David Lynch more then any other modern filmmaker likes to test the patience of his audience with his complex stories that are as easy to solve as a puzzle the first time around. In 1997 Lynch would direct Lost highway which to date is his most challenging film with its schizophrenic plot. On the surface Lost Highway looks like a series of scattered ideas that were just thrown together. When it is exactly the opposite as the story is being told out of sequential order and in order to solve the mystery one must listen very closely to every word of dialog being said, because the dialog more then anything else in this film is the key to what is going on.

The acting as is par with all of Lynch’s films is extraordinary. He has a knack for creating some of the most unique characters in cinema history. One of many amazing scenes in the films involves an incident were Mr. Eddy is being tailgated by another driver. This scene is so important as it showcases Lynch’s dark sense of humor and it also serves as a moment when the viewer can take a deep breathe after what has to be Lynch’s coldest set up of his career.

None of the characters in this film are that likeable which is in direct contrast to virtually all of his other films which are filled with many characters that are so easy to latch onto.
The photography in Lost Highway is one of the films greatest assets and it is some of Lynch’s most picturesque compositions to date. There is more flesh on parade in Lost Highway then in any other of Lynch’s films and as usual he handles these scenes with class as they look sexy and never feel dirty. Lost Highway must be seen several times to fully appreciate it since there is just way to many ideas and themes to be digested in one viewing.

The DVD:

Cinema Club presents Lost Highway in an anamorphic widescreen that preserves the films original 2.35:1 aspect ratio. Lost Highway has been one of David Lynch’s most elusive releases on DVD when it comes to finding it in its original aspect ratio and a transfer that wasn’t plagued by something. This releases transfer was sourced from the French DVD release form MK2. The colors look vivid and nicely saturated. Flesh tone look healthy and lack levels are strong as there is an exceptional amount of detail present in every frame. Overall this transfer looks exceptional and it is the closet this film has look to immaculate on DVD to date.

This release comes with two audio options DTS and Dolby Digital 5.1 and both audio mixes are in English. Both mixes offer crystal clear and sound that never sounds distorted. The DTS audio mix is the better of the two with its fuller sound that fully captures the mood of the film.

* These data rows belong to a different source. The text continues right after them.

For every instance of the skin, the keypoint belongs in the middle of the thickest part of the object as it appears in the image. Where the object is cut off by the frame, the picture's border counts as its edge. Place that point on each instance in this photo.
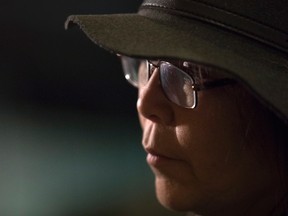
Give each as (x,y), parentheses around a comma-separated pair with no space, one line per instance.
(216,159)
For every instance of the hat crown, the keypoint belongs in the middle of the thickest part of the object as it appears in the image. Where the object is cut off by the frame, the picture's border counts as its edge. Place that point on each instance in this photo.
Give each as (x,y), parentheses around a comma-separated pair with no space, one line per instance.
(265,21)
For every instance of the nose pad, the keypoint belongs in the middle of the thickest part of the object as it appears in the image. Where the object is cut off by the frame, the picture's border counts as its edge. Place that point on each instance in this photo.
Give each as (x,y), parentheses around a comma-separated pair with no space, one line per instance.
(152,103)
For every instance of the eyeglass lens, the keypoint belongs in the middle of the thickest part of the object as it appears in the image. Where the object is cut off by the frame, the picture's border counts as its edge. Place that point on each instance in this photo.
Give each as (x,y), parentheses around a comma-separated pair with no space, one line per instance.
(176,84)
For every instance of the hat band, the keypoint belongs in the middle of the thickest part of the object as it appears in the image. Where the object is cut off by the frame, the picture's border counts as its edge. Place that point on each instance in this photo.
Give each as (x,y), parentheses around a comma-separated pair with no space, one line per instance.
(225,19)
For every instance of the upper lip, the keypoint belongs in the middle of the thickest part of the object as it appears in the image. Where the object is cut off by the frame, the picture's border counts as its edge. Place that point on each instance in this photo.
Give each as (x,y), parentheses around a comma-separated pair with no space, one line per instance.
(157,153)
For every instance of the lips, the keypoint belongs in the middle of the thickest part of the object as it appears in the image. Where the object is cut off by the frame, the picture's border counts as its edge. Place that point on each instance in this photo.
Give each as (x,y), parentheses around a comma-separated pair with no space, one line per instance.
(157,159)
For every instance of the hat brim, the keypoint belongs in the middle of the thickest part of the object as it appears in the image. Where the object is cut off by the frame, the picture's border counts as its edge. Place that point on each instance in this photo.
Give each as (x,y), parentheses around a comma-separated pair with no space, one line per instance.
(259,67)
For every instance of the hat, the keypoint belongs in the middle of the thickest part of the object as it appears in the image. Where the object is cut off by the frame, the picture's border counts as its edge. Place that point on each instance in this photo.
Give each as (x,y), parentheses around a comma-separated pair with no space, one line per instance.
(248,38)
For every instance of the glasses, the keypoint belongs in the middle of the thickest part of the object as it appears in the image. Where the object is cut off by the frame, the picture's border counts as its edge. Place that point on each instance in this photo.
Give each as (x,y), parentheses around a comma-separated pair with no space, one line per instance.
(180,80)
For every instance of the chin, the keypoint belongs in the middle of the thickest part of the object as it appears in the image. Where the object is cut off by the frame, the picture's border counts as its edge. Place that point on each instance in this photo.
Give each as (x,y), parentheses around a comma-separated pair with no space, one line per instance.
(176,197)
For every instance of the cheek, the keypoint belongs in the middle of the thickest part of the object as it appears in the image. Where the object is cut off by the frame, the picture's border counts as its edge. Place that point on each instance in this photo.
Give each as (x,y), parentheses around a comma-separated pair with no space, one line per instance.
(213,144)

Extras for this release include a who’s who menu which can be located on the first DVD and they are essentially a few second clips for each character. The bulk of the extras are contained on the second DVD and they include the films theatrical and teaser trailers. Other extras include four interviews with David Lynch, Bill Pullman, Patricia Arquette and Robert Loggia. These four interviews were all conducted during 1996 and include comments that can also be found in the making of featurette which is also include as an extra for this release. There is also an making of documentary that is comprised of mostly behind the scenes clips. Rounding out the extras is a 2005 interview with David Lynch about Lost Highway. This new interview with Lynch like the rest of the interviews’ included on this release are more fluff then anything really worthwhile.

I am a little more then disappointed with the extras included for this release as they are a real chore to sit through. This is best version of Lost Highway that we have to look forward to for any foreseeable time and I recommended this release if for only its exceptional audio/video presentation for the film.